Words Braam Malherbe 

In the past, a field ranger was equipped with a .458 rifle and a pair of binoculars. On a field expedition, he might have carried two clips of ammunition, a cooking pot and a stove. Now, he wears full combat chest webbing and a camo net, and carries a semi-automatic with night sight and thermal-imaging equipment.

Rangers sign up to be conservationists, not soldiers. However, poaching has steadily intensified over the past 10 years, and now these conservationists are finding themselves waging war against not only poachers but organised crime as well.

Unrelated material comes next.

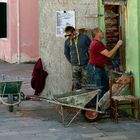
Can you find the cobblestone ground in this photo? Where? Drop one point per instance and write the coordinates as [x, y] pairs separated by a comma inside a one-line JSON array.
[[39, 120]]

In 2014, 1,215 rhino were killed for their horns by poachers in South Africa, with over 60% killed in the Kruger National Park (KNP). According to Ruben de Kock, manager of the African Field Ranger Training Services division of the Southern African Wildlife College: “Game rangers have become the last line of defence in the bid to protect endangered species from extinction.” 

According to him, ranger training includes a six-week basic training course, plus two weeks of advanced training and possibly two weeks of reaction force ranger (RFR) work. After 10 weeks of training, a field ranger has to be ready to operate in extreme conditions against poaching incursions. 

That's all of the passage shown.